Was avira on high heuristics or normal ?

 

Dear Lord you're absolutely right about how he thinks Prevx. I think so too, but only if they are infected exe files or pdf, etc.. Here I tested the infected site and you know how hard to locate the file.

Of course, I would like to test at the same time for 15 machines, but this is impossible. So I tested the Urlvoid where, for example Kaspersky uses heuristics, a on VirusTotal does not.

What about the fact that Trend Micro block a malicious website or Norton, which is an exploit. How do you get such a file on the flash drive is a good chance that will not detect.

Parties do not remember. Thanks for your feedback.

The Champ:

I don't know, I use UrlVoid. Write to Avira and then you answer

 

Sorry maybe I was a bit hard, first, thanks for you effort, I guess that this is better than nothing

 

thnx for answering

 

And URLVoid uses Kaspersky 9.0.0.736 while VirusTotal uses Kaspersky 7.0.0.125. Kaspersky at VirusTotal detects 3/3 while at URLVoid 0/3.

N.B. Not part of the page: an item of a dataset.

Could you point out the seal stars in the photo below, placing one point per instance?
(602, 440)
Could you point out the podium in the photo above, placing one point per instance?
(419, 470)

MD5: b89da1f4fdf74f88fbd72314c6b3f469
MD5: 6fd50febbfe6b4b5f396cbb6f0a6f512
MD5: beb576bfdc3c823edc06079918c58823

 

URL Void is most likely using a Linux CLI while VT is using Windows. That or they have the engines set up differently.

 

Possibly because such lists change very frequently. Many of the domains change and so too does the malware. Some domains are even fast-fluxing, meaning they change direction very quickly so by the time an URL is added to an AV's database, it is no longer in use. It is a difficult nut to crack.